Hi Bennett, all,
sorry about the delay, I was somewhat busy.
Bennett Haselton wrote:
> At 02:53 AM 10/2/2009, Joerg Bruehe wrote:
>> Hi Bennett, all!
>> Bennett Haselton wrote:
>> > [[...]]
>> Your "fairy dust" is called "access pattern", evaluated by a LRU or
>> similar policy.
>> Don't forget you may have caching on two levels: database and operating
>> system. Both have their own cache aging mechanisms.
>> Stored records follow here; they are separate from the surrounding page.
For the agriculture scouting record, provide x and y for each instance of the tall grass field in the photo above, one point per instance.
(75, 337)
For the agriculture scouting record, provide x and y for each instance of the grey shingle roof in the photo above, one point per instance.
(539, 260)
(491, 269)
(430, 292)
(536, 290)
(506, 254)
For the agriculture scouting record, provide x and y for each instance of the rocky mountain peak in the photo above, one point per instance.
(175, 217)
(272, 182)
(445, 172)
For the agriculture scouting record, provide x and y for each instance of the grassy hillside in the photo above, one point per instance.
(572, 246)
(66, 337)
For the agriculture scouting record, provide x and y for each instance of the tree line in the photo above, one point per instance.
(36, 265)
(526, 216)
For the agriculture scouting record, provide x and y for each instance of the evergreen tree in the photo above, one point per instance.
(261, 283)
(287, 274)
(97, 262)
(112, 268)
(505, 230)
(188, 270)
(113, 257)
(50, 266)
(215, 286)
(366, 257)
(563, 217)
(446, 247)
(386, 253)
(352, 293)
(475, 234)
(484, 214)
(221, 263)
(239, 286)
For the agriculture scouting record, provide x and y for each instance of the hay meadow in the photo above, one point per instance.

>> The details about caching and its effects will vary by the table handler
>> you are using, MyISAM structures and policies definitely from InnoDB
>> Even if MySQL would not cache data and index pages, they would still
>> reside in the operating system's file I/O cache, so the next access to
>> them will be faster than the first one - regardless whether you read
>> them or modify them.
>> However, sooner or later they will be removed from all caches because
>> they are not accessed until the next evening, whereas other pages were
>> accessed and needed space in RAM.
>> (Here, I ignore the case of a RAM which is larger than all data accessed
>> for a day, it is too unlikely.)
>> In the evening, when your job is run again, this starts anew.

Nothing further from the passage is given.